The first term on the right hand side is indeed $\frac{\dot{\omega}}{\omega}\hat{H}$. However, in my calculations I couldn't verify that the second term is $-\frac{\dot{\omega}}{\omega}\hat{L}$. In order to express the time derivatives of the ladder operators I wrote them in terms of the position and the momentum operators and used the fact that for this particular system:

$\dot{\hat{Q}}=\frac{\hat{P}}{m}, \quad \dot{\hat{P}}= -m\omega^2\hat{Q}$

Which, upon calculation didn't give me the desired result. What am I doing wrong?

Answer 1

As you correctly state, the Hamiltonian commutes with itself for all times, so we only need to consider the explicit time dependence. The operators $P$ and $Q$ are assumed to have no explicit time dependence (They may have a time dependence due to the dynamics of the system, but this is taken into account in the vanishing commutator term).
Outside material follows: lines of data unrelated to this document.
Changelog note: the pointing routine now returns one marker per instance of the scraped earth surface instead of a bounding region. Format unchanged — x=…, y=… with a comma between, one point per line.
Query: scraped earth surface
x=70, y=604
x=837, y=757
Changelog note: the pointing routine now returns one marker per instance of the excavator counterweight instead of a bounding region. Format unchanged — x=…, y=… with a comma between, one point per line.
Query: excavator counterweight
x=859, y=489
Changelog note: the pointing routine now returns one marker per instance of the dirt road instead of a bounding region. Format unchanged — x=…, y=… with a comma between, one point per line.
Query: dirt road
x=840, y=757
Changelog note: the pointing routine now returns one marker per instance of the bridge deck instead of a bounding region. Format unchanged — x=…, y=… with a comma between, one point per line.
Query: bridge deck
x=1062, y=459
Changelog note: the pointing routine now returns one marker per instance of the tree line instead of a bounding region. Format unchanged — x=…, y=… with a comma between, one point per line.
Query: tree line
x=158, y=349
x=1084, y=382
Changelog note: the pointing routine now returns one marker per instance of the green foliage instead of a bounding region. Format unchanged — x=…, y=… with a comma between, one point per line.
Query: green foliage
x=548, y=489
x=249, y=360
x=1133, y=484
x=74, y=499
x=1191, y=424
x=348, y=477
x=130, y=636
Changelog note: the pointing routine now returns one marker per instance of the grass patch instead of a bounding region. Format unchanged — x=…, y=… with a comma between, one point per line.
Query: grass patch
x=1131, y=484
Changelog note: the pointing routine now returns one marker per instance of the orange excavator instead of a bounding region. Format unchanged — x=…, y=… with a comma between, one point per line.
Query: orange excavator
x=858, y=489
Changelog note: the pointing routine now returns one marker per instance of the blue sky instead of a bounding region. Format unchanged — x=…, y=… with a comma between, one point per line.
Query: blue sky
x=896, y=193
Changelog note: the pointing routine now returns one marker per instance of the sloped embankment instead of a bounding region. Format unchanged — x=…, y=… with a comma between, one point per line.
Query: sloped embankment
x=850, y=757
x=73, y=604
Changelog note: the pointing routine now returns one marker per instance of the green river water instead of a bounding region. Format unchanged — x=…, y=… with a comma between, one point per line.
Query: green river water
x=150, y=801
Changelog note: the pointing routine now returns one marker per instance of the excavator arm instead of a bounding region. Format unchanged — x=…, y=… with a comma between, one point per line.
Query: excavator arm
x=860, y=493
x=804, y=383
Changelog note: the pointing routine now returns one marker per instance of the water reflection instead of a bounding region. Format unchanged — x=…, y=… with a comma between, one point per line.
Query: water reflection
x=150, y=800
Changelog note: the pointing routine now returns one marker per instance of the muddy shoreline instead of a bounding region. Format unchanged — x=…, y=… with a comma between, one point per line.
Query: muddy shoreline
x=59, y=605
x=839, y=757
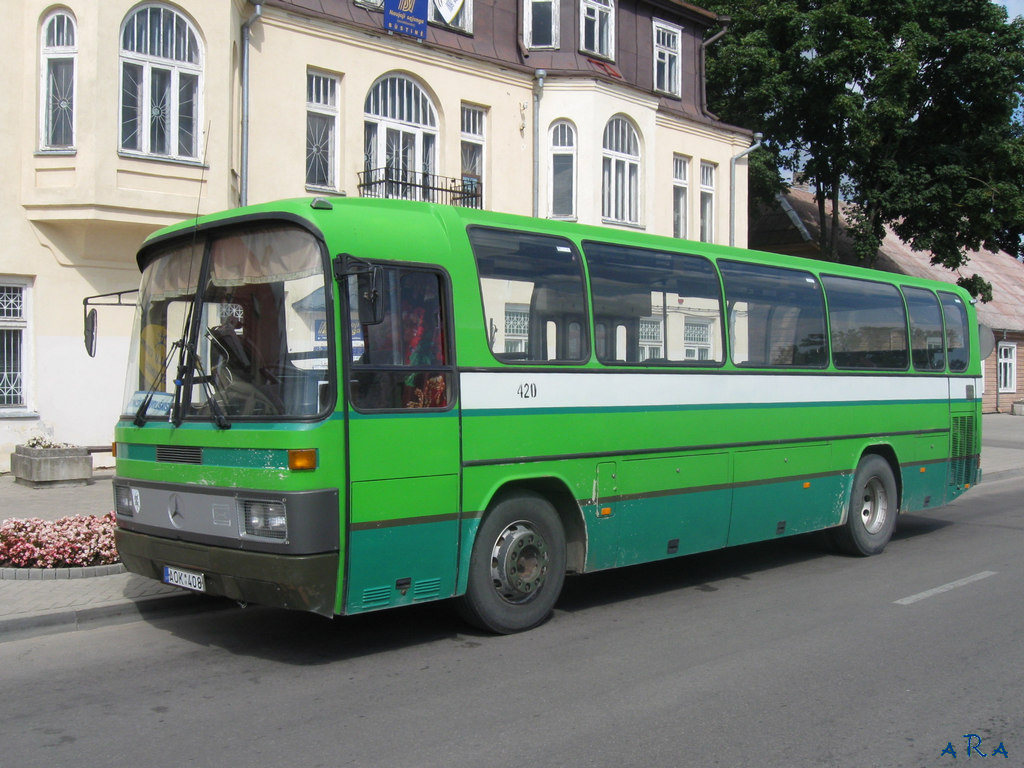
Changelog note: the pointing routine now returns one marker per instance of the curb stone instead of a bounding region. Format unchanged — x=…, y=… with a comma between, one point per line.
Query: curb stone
x=49, y=574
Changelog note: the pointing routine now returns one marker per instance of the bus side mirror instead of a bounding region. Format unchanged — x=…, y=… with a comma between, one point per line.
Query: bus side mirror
x=90, y=332
x=370, y=287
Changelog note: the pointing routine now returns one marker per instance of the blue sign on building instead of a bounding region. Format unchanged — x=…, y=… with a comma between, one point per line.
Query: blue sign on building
x=407, y=16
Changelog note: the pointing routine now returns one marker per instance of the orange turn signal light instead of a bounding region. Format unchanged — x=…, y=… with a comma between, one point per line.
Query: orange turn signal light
x=301, y=459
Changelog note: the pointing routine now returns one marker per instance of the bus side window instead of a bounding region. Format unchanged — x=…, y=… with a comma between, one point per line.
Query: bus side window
x=659, y=307
x=403, y=360
x=927, y=347
x=776, y=316
x=956, y=333
x=867, y=324
x=534, y=298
We therefor have \begin{align} \frac{\partial}{\partial t} H &= \frac{\partial}{\partial t}\left[\frac{1}{m} P^2 + \frac{1}{2}m\omega(t)^2 Q^2\right]\\ &= \frac{1}{2}mQ^2 \frac{\partial}{\partial t} \omega^2\\ &= m \omega \dot{\omega}Q^2\\ &= \frac{\dot\omega}{\omega}\left(H-L\right) \end{align}

Answer 2

You can't use $a$, $a^\dagger$ when the frequency $\omega$ is time dependent. $H(t)$ is not simply $\omega(t) (a^\dagger a+1/2)$ becaue the frequency change chnges the definition of $a$ in terms of $x$ and $p$, and so mixes $a$ with $a^\dagger$.